Już jakiś czas temu wiadomo było, że niemiecki rząd myśli o wprowadzeniu w Niemczech opłat za przejazd autostradami dla samochodów osobowych. Teraz wiadomo już jak wyglądają proponowane plany systemów poboru opłat, forsowane przez poszczególne niemieckie partie polityczne.
Według największego i najbardziej wpływowego niemieckiego tygodnika „Der Spiegel” (niem. lustro), w Bundestagu co jakiś czas pojawia się pomysł stworzenia ustawy, regulującej system pobierania opłat za przejazd autostradami. Autorem ustawy jest partia CSU (Christlich-Soziale Union). Co ciekawe, opłaty wynikające z korzystania z jednej z najbardziej rozbudowanych sieci dróg szybkiego ruchu w Europie, mieliby ponosić jedynie zagraniczni kierowcy. Jak czytamy w „Der Spiegel”, roczne wpływy z tego tytułu wniosłyby do niemieckiego budżetu kwotę w wysokości 700 mln euro.
Okazuje się jednak, że w Bundestagu debatuje się również o dwóch innych możliwościach poboru opłat.

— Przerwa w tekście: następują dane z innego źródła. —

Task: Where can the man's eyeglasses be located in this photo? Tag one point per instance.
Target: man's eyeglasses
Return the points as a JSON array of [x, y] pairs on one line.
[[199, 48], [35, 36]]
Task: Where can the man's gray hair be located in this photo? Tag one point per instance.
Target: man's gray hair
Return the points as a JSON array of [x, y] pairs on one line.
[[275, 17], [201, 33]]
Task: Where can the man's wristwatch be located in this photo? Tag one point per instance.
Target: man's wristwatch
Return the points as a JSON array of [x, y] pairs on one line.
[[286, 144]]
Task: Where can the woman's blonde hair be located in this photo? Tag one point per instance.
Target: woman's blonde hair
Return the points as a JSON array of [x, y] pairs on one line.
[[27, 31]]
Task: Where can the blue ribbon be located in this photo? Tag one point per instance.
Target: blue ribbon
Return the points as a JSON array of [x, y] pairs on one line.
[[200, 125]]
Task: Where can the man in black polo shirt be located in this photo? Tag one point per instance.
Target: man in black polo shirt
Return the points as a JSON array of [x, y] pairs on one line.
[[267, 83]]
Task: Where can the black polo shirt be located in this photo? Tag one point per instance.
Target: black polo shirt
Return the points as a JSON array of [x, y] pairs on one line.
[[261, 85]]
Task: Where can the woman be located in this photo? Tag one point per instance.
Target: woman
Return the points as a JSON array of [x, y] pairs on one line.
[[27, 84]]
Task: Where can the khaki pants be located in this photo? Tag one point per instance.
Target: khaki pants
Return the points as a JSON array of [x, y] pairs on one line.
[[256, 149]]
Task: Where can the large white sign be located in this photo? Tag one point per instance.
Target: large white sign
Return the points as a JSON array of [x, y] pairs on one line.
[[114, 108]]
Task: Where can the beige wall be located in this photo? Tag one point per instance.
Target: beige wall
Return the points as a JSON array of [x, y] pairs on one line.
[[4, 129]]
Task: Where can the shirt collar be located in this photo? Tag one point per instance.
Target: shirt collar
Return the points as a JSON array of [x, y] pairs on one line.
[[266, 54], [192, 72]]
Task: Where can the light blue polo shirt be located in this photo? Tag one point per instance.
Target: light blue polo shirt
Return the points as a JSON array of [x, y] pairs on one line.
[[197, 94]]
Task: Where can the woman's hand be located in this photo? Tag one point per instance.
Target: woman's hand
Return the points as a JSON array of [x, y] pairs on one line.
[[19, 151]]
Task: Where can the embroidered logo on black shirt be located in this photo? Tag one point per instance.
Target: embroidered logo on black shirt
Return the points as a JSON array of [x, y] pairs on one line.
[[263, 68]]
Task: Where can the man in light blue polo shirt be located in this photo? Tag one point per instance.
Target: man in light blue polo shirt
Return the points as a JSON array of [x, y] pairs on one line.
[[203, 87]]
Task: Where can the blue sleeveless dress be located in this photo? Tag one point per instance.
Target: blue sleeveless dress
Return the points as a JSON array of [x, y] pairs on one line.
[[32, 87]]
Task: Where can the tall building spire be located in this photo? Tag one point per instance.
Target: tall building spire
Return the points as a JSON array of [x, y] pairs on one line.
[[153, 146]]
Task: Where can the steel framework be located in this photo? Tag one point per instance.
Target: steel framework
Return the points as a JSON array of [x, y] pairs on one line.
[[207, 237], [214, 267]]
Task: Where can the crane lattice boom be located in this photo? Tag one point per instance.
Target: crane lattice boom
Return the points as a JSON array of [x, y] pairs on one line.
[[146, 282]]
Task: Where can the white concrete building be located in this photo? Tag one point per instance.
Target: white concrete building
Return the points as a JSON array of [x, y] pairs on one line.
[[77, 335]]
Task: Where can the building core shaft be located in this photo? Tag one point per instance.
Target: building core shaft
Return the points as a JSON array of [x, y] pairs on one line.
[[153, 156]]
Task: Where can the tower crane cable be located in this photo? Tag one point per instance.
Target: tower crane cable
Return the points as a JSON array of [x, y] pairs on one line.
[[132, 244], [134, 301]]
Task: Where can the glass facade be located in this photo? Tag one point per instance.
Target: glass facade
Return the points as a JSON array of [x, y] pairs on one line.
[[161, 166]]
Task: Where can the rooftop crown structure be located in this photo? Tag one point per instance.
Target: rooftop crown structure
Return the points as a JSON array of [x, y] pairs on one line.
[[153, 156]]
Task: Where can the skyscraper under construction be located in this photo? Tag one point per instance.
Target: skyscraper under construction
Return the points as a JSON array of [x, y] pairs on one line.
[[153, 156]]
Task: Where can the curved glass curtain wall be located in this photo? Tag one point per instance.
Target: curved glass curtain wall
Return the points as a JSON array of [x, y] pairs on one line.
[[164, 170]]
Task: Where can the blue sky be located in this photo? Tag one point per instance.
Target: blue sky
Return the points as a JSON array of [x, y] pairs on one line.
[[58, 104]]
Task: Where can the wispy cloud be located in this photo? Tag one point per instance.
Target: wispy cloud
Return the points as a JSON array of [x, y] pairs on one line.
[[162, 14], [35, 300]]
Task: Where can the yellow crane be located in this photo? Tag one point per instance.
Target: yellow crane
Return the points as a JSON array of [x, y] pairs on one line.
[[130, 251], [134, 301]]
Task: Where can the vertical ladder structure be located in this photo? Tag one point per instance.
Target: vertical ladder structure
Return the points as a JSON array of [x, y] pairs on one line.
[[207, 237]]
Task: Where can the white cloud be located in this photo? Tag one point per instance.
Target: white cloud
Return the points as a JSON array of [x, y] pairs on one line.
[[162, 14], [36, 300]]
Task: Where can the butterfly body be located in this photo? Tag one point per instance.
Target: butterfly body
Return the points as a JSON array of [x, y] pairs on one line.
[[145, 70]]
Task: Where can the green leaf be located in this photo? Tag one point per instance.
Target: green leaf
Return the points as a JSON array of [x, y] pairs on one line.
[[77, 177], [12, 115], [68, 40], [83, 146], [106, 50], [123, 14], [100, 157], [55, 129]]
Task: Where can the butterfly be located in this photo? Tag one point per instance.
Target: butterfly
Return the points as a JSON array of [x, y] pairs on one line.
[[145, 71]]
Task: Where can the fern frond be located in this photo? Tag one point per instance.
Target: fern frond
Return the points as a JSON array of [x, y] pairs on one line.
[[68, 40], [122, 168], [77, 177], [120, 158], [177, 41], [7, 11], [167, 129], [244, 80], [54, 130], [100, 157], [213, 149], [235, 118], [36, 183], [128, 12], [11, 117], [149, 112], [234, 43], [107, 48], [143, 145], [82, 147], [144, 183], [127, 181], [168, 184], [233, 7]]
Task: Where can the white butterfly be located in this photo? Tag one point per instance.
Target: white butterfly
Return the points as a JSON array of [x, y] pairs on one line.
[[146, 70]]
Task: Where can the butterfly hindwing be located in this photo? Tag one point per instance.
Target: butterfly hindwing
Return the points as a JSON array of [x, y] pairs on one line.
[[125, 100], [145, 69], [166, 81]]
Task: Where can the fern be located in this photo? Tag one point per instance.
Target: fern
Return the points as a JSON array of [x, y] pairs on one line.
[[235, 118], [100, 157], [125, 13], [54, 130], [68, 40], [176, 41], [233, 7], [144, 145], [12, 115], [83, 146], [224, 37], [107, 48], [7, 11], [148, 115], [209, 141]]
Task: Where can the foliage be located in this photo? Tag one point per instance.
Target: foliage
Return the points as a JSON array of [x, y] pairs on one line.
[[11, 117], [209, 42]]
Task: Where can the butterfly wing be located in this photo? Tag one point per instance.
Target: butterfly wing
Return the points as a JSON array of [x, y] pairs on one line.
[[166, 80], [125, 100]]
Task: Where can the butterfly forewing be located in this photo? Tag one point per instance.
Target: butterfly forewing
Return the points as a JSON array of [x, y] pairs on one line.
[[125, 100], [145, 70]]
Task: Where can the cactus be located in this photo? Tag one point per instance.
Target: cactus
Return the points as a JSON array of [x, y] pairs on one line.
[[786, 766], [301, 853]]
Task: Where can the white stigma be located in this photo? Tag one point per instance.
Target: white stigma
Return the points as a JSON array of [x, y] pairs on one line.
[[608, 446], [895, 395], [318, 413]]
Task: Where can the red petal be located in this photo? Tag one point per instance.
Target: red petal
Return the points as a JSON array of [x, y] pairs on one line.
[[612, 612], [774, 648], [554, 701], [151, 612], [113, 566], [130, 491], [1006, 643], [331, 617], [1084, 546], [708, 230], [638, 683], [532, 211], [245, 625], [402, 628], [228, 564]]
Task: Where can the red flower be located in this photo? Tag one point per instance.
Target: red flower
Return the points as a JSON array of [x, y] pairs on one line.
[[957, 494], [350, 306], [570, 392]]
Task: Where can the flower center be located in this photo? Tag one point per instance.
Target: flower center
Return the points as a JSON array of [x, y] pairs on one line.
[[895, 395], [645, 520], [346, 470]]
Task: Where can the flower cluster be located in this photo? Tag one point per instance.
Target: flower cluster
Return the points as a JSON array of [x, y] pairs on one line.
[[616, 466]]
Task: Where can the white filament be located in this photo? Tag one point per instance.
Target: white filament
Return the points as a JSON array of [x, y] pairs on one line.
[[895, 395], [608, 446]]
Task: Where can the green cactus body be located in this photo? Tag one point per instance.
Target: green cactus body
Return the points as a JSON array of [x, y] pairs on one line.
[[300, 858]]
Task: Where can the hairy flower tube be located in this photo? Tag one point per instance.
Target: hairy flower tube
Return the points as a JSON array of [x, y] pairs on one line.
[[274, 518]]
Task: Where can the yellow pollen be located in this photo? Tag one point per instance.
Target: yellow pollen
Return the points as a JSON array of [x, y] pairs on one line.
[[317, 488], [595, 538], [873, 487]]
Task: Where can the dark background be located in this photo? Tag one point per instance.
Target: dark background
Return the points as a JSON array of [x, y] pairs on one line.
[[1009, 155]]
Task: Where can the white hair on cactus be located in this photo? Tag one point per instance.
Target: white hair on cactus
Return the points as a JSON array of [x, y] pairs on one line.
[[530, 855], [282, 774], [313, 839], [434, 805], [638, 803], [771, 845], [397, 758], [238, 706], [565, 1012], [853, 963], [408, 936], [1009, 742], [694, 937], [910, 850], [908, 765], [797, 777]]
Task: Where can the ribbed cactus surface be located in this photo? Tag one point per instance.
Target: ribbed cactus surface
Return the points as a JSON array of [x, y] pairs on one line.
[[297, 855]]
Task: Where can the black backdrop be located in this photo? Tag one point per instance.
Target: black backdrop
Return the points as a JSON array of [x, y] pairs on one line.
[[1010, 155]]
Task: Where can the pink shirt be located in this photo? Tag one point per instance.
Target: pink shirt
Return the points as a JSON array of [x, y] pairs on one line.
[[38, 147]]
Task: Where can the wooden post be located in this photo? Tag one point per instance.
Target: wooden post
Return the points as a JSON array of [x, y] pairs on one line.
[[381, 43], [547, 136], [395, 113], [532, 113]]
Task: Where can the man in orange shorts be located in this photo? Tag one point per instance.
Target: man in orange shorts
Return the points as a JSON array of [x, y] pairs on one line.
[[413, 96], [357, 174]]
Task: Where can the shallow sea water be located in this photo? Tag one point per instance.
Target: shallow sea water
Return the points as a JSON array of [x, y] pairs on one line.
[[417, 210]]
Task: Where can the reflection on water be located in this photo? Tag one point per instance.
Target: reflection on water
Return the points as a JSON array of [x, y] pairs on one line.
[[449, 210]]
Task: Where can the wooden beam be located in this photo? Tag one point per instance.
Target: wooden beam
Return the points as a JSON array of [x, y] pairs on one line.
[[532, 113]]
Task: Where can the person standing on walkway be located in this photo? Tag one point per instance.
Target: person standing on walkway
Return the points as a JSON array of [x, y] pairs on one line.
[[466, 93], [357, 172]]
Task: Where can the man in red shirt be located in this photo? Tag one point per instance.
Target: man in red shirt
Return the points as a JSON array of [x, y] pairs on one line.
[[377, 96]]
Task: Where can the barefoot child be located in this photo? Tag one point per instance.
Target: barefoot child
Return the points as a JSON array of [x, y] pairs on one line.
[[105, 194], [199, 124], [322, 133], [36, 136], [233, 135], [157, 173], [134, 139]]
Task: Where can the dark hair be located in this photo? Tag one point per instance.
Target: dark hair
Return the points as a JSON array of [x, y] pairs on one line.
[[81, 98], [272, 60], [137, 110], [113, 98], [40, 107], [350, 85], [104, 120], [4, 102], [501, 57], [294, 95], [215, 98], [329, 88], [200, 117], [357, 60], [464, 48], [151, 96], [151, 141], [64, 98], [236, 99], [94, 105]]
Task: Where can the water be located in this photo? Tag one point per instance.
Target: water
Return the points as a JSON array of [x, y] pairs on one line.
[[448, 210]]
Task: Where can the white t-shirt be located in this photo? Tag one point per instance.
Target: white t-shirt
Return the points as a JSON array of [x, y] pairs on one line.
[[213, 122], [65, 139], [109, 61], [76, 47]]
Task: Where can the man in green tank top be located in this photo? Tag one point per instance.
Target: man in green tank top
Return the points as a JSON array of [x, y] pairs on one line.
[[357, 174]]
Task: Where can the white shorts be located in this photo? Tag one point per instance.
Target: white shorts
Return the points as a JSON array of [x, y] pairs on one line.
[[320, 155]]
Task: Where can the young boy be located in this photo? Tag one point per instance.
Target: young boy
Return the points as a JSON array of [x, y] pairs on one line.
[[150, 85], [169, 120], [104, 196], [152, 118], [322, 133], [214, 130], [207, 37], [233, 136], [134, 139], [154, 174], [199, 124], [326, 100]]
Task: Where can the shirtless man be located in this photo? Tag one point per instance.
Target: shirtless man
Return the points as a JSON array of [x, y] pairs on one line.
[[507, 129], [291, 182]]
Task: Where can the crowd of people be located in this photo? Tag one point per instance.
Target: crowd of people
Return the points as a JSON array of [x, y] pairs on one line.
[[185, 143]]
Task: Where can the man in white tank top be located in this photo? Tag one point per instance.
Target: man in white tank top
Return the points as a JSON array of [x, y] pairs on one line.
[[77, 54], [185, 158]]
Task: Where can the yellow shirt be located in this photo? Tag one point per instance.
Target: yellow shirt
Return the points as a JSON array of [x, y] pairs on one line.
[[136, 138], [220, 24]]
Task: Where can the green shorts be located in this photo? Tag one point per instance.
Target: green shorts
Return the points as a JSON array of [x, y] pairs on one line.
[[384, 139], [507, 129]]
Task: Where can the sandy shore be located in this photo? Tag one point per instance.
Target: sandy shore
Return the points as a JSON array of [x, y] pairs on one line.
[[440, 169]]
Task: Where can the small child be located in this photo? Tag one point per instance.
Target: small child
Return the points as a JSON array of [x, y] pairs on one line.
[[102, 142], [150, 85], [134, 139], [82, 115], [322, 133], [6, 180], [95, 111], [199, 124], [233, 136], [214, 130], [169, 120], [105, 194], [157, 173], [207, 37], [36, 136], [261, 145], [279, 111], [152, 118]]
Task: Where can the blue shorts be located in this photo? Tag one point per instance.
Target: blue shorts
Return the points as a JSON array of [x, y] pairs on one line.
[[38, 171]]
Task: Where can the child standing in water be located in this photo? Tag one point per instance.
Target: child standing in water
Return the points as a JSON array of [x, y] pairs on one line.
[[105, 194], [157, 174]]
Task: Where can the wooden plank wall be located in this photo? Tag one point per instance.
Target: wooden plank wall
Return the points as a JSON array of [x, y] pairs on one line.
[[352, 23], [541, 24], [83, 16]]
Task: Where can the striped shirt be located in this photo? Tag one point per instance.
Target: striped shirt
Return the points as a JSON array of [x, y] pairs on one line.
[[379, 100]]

Pierwsza z nich zakłada, że opłaty za przejazd autostradami będą ponosić wszyscy kierowcy, bez względu na narodowość. Jednak jest pewien wyjątek. Ci kierowcy, którzy zameldowani są w Niemczech i odprowadzają podatki do niemieckiego budżetu mają być zwolnieni z opłat za przejazd, w zamian za odprowadzanie podatku drogowego. Konkretna stawka oraz jej sposób wyliczenia nie został jednak jeszcze podany do wiadomości. Ponadto także w przypadku tej propozycji autorzy mogą mieć spory problem z jej przeforsowaniem. Przepisy Unii Europejskiej zabraniają bowiem dyskryminacji obcokrajowców.